Les Européens, Allemagne et France en tête, doivent prendre conscience de l’urgence et assumer la responsabilité historique du sauvetage de l’euro. Pour ce qui est de la Grèce, le choix doit être affirmé entre le respect des engagements et la sortie de l’euro, dont les conséquences peuvent être contenues. La priorité absolue doit aller à la sauvegarde du système bancaire européen à travers l’institution d’une garantie européenne sur les dépôts, l’émission illimitée de liquidités par la BCE et la recapitalisation via le mécanisme européen de stabilité. La BCE, elle-même recapitalisée, doit être autorisée à acheter des titres de dette publique. Une mutualisation partielle de cette dette – limitée dans le temps et dans son champ au-delà de 60 % du PIB – devrait intervenir. Avec pour condition la ratification du traité fiscal, indispensable pour garantir à l’Allemagne qu’elle ne paiera pas tant pour le passé que pour le futur. L’ajustement repose ultimement sur le retour de la croissance. Elle doit être favorisée à court terme par des transferts financiers et des investissements de l’Europe du Nord vers celle du Sud. Elle dépend à moyen terme de l’élimination des déficits publics et commerciaux, donc du redressement de la compétitivité, qui passe par les réformes structurelles, notamment du marché du travail, mais aussi par la relance du grand marché dans le domaine des services.

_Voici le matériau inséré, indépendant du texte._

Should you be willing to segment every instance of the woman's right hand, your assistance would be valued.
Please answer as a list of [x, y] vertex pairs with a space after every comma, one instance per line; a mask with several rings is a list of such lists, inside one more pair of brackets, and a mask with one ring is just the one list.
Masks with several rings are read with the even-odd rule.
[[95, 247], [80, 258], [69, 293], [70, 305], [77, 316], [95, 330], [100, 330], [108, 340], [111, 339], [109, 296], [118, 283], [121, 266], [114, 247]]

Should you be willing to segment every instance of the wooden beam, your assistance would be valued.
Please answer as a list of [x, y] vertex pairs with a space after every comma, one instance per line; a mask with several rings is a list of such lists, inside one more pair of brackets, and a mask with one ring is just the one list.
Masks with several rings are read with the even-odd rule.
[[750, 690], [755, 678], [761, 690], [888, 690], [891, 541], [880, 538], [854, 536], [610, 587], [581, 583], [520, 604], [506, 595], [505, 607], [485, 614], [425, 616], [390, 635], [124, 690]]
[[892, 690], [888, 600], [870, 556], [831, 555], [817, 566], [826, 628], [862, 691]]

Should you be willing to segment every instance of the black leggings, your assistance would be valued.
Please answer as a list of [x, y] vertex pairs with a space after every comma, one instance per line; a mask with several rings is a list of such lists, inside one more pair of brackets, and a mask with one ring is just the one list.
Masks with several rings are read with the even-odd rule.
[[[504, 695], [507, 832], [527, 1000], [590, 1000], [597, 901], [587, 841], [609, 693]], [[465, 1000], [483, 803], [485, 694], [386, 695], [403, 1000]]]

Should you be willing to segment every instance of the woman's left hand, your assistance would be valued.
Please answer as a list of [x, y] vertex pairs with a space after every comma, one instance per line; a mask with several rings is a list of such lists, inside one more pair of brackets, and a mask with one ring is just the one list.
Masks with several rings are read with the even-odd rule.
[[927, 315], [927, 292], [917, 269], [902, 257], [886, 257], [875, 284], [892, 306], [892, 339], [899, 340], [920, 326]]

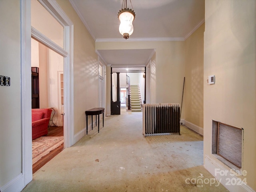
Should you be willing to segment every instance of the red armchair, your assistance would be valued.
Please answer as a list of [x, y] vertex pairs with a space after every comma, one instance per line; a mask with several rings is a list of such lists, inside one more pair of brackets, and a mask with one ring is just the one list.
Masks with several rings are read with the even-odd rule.
[[52, 110], [32, 109], [32, 140], [47, 134]]

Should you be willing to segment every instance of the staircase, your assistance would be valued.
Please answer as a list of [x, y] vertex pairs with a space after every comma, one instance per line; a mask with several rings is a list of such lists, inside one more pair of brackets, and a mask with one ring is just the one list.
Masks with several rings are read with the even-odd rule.
[[139, 85], [130, 85], [130, 95], [132, 112], [141, 112], [142, 102]]

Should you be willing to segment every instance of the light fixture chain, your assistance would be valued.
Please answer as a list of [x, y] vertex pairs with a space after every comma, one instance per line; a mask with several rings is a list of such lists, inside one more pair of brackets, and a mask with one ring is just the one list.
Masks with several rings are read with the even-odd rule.
[[123, 6], [124, 6], [124, 0], [123, 0], [123, 3], [122, 4], [122, 8], [123, 8]]
[[132, 6], [132, 4], [131, 0], [130, 0], [130, 2], [131, 2], [131, 5], [132, 5], [132, 10], [133, 10], [133, 7]]

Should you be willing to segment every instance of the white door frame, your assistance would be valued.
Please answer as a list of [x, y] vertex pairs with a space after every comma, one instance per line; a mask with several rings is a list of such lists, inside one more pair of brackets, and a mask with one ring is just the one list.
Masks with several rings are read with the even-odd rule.
[[[74, 24], [54, 0], [38, 0], [64, 26], [64, 147], [74, 144]], [[31, 2], [20, 0], [21, 20], [21, 85], [22, 130], [21, 176], [12, 185], [23, 189], [32, 179], [31, 79]], [[67, 117], [68, 117], [68, 118]], [[19, 190], [19, 189], [18, 189]]]

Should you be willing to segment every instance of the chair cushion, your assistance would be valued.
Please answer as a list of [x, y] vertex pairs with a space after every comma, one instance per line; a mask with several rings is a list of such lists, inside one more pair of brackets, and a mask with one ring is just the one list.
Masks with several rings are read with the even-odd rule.
[[44, 115], [42, 112], [33, 112], [32, 113], [32, 122], [41, 119]]

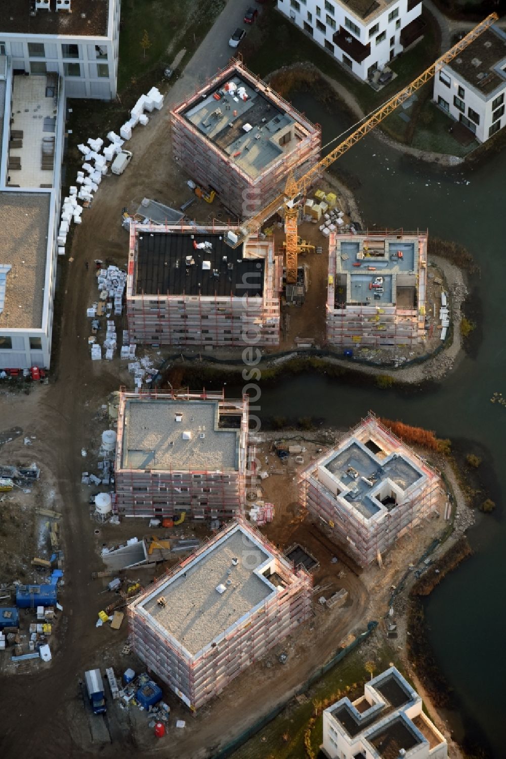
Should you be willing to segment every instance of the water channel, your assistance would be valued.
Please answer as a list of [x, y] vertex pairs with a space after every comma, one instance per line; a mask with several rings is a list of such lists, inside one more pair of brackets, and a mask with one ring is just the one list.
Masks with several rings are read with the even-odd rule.
[[[341, 112], [328, 112], [300, 93], [294, 105], [322, 128], [322, 143], [349, 126]], [[395, 118], [395, 117], [394, 117]], [[398, 117], [397, 117], [398, 118]], [[483, 340], [476, 359], [465, 357], [444, 382], [427, 392], [377, 390], [305, 374], [262, 391], [261, 415], [297, 419], [312, 415], [347, 427], [369, 409], [435, 430], [440, 437], [469, 439], [486, 446], [498, 479], [498, 508], [479, 515], [469, 537], [475, 556], [448, 575], [426, 607], [430, 642], [459, 701], [466, 729], [481, 734], [494, 759], [504, 756], [503, 630], [506, 626], [506, 408], [492, 405], [506, 395], [506, 152], [473, 171], [443, 169], [414, 161], [369, 135], [335, 166], [360, 183], [355, 191], [369, 227], [429, 228], [429, 235], [465, 245], [481, 267], [472, 283], [482, 301]], [[502, 674], [501, 674], [502, 672]], [[454, 722], [456, 735], [459, 726]]]

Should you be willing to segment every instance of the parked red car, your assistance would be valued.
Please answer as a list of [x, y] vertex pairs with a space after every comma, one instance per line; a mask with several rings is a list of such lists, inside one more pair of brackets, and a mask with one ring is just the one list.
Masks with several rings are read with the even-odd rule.
[[250, 7], [244, 14], [244, 24], [253, 24], [257, 16], [256, 8]]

Le sauvetage de l’euro sera l’affaire des Européens ou ne sera pas. Il ne peut être réalisé que par un leadership fort, dont le ressort ne peut être que franco-allemand. Il revient à Merkel de convaincre les Allemands que leur prospérité ne survivrait pas à l’éclatement de la zone euro et à la ruine de soixante ans d’intégration européenne. Il revient à Hollande de choisir entre l’application de son programme et le sauvetage de l’euro, qui passe par la réforme du modèle économique français et par un accord politique avec l’Allemagne sur l’union bancaire, fiscale et budgétaire. L’Allemagne doit assumer la solidarité ; la France doit assumer la rigueur.